If on the one hand, and in a very synodal manner, it shows all the doctrinal ambiguity and pastoral simplification of the faith bordering on paroxysm, a sort of ‘do-it-yourself’ blessing, on the other hand, FS reveals also a not insignificant problem typical of the last sixty years. A second methodological reflection is called for. FS is the most successful example of a pastoral effort that not only affects the doctrine and changes it, but also imposes itself as doctrine. This is the doctrine of praxis, or also a praxis that becomes doctrine and imposes upon the faithful and clerics the acceptance of self in the name of authority separated from truth. Just as doctrine and pastoral praxis always go together and the latter is ontologically dependent on the former, so too are truth and authority. The only authority is that of truth and the uninterrupted transmission of faith and morals: from Christ through the Apostles to us. With FS the pastoral method, in addition to becoming doctrine itself, has gone much further, suggesting a new doctrine. To all of this we simply say: non licet!


A ‘clarification’ from the Dicastery for the Doctrine of the Faith


After few days since the publication of FS, another note, all of a sudden, came out. On 4 January 2024, the DDF issued a press release, in order to respond to an increasing and unexpected reaction to FS from numerous Bishops’ Conferences and from single Bishops and Cardinals. The main preoccupation of Card. Fernández is that the Episcopal rejection of FS may appear as a doctrinal opposition to his Dicastery and ultimately to the Holy Father, whose only and ab-solute authority is called upon from start to finish. Also the suspicion of an indirect accuse of heresy from Rome is perceptible. Why? One could quote the Latin: “excusatio non petita, accusation manifesta” (the unrequested excuse is a manifest accusation), when the press release comes rightly to this: 


Evidently, there is no room to distance ourselves doctrinally from this Declaration or to consider it heretical, contrary to the Tradition of the Church or blasphemous.

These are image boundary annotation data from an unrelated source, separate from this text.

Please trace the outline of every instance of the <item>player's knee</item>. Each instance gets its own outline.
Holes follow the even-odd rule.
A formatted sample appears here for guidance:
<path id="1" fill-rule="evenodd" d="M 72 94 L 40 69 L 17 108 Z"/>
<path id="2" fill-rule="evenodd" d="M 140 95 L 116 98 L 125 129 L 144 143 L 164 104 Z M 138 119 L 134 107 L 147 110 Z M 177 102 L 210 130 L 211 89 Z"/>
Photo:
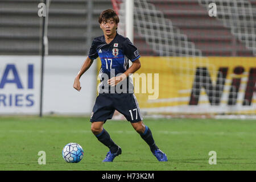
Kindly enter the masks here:
<path id="1" fill-rule="evenodd" d="M 94 125 L 92 125 L 90 127 L 90 130 L 94 134 L 98 134 L 101 133 L 101 127 L 97 127 Z"/>
<path id="2" fill-rule="evenodd" d="M 134 129 L 136 130 L 136 131 L 139 134 L 143 133 L 145 131 L 145 126 L 143 125 L 139 125 L 138 126 L 136 126 L 134 127 Z"/>

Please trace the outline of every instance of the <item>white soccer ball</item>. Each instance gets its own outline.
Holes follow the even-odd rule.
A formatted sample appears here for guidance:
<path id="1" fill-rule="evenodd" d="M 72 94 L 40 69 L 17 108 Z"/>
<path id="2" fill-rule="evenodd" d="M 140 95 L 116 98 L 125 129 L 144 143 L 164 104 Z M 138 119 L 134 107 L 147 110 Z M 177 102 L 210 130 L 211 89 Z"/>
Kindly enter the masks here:
<path id="1" fill-rule="evenodd" d="M 78 163 L 84 156 L 82 147 L 77 143 L 69 143 L 62 150 L 62 156 L 68 163 Z"/>

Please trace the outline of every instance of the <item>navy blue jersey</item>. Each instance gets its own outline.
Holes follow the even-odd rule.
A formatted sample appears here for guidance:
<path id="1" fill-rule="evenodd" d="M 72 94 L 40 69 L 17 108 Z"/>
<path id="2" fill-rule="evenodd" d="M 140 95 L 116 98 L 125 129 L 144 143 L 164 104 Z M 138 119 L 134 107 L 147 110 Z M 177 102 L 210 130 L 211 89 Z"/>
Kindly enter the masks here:
<path id="1" fill-rule="evenodd" d="M 122 93 L 133 93 L 133 81 L 130 77 L 111 89 L 107 83 L 108 79 L 124 73 L 129 68 L 129 60 L 133 62 L 141 57 L 137 48 L 128 38 L 117 33 L 114 39 L 107 44 L 104 35 L 97 37 L 92 43 L 88 56 L 91 60 L 100 57 L 101 61 L 98 75 L 101 80 L 100 93 L 113 93 L 113 90 L 117 93 L 116 87 L 118 85 L 120 85 L 118 86 L 121 86 Z"/>

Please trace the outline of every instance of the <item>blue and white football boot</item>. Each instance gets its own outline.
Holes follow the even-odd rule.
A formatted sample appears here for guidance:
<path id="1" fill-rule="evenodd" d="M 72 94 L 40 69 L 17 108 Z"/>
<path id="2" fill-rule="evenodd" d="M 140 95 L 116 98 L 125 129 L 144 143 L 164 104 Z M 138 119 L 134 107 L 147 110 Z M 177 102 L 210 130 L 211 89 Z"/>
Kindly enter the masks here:
<path id="1" fill-rule="evenodd" d="M 117 149 L 117 151 L 115 153 L 112 154 L 110 151 L 108 152 L 106 155 L 106 158 L 102 162 L 113 162 L 114 159 L 119 155 L 122 154 L 122 150 L 119 146 L 118 146 L 118 148 Z"/>
<path id="2" fill-rule="evenodd" d="M 160 162 L 167 162 L 167 156 L 166 154 L 163 152 L 160 149 L 158 149 L 155 150 L 155 154 L 153 153 L 153 155 L 155 156 L 156 159 L 158 159 L 158 161 Z"/>

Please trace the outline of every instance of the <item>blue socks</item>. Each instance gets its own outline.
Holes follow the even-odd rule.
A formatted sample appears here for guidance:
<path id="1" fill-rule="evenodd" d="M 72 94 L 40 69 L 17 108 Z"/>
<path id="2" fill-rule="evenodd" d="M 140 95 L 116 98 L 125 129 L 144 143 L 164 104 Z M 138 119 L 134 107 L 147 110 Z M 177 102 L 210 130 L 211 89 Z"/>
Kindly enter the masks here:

If there is no room why to declare it? Was more clarity needed from the outset? What is even more astonishing is that despite the promise to issue no further intervention as to detailing new blessings – the accent is on spontaneity – this latest document is all about that, giving even an example of blessing and its timing. Those “10 or 15 seconds” a blessing may last about well display the spectrum of the new doctrinal function assigned to pastorality. Unfortunately, the main issue with FS remains, the elephant is still in the room. Once again and in a more compassionate manner, they try to reinforce the doctrinal principle: irregular couples and same sex couples can be blessed, when they, according to Catholic moral doctrine, simply cannot.